Single by Ringo Starr

from the album Old Wave
- B-side: "As Far as We Can Go"
- Released: 16 June 1983 (Germany, Austria, and Switzerland only) 1 November 1994 (Reissue)
- Genre: Rock; pop rock;
- Length: 3:13
- Label: Bellaphon – 100-16-012
- Songwriter(s): Joe Walsh; Richard Starkey; Mo Foster; Kim Goody;
- Producer(s): Joe Walsh

= In My Car (Ringo Starr song) =

"In My Car" is a single by the Beatles' former drummer, Ringo Starr. The track is credited as being written by Mo Foster, Kim Goody, Richard Starkey, and Joe Walsh. The track was included on Starr's ninth solo studio album, Old Wave, which was produced by the Eagles' lead guitarist, Joe Walsh in 1983.
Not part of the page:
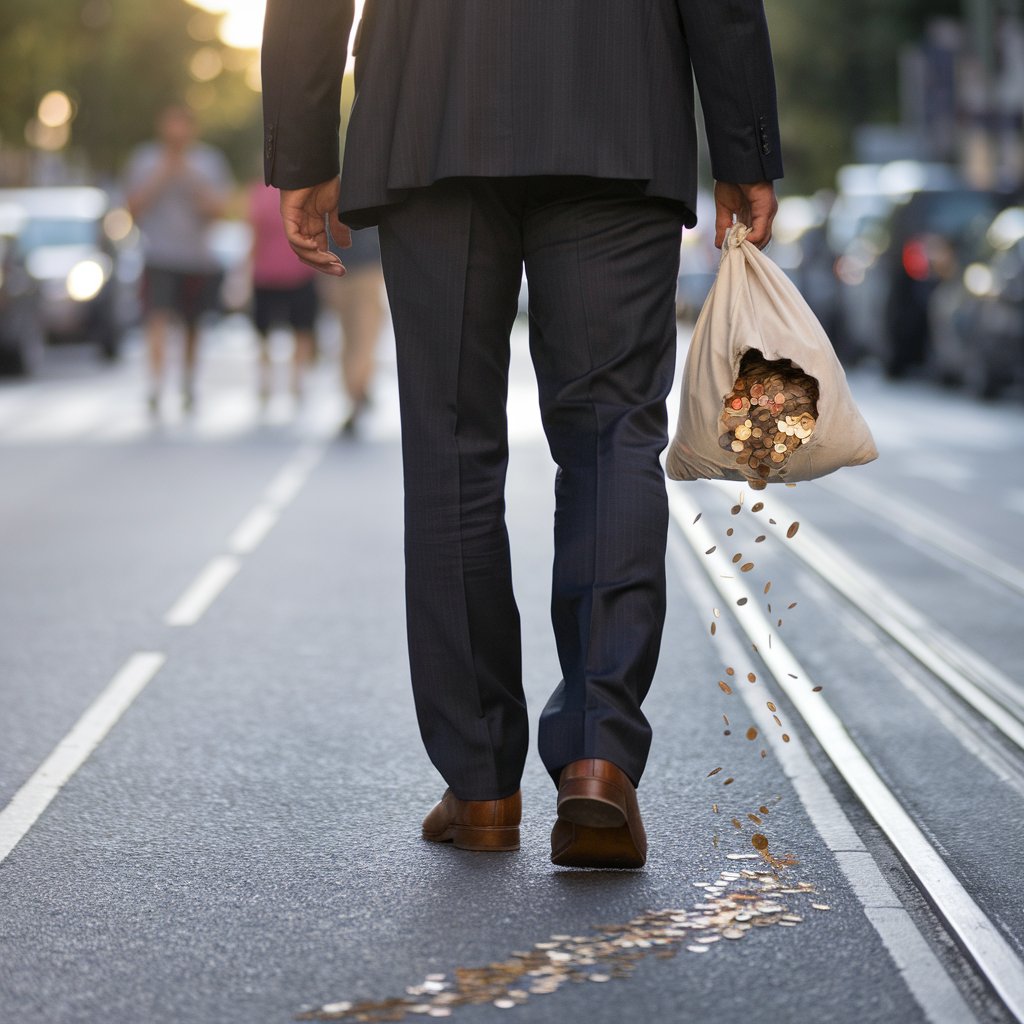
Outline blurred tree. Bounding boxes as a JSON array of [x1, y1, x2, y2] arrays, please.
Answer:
[[0, 0, 261, 184], [767, 0, 962, 193]]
The single was re-released, this time on yellow vinyl for jukeboxes only, with "She's About a Mover" as the B-side, on the label The Right Stuff on 1 November 1994, 11 years after the first release.

== Personnel ==
- Ringo Starr – lead vocals; drums; percussion
- Joe Walsh – lead guitar; backing vocals
- Mo Foster – bass guitar
- Chris Stainton – keyboards
- Gary Brooker – keyboards
- Mark Easterling – backing vocals
- Steve Hess – backing vocals
- Patrick Maroshek – backing vocals

== Cover version ==
In 1987, Joe Walsh, the single's producer and co-songwriter, recorded a cover version for his eighth solo studio album Got Any Gum?, which was released as a single and became a moderate hit.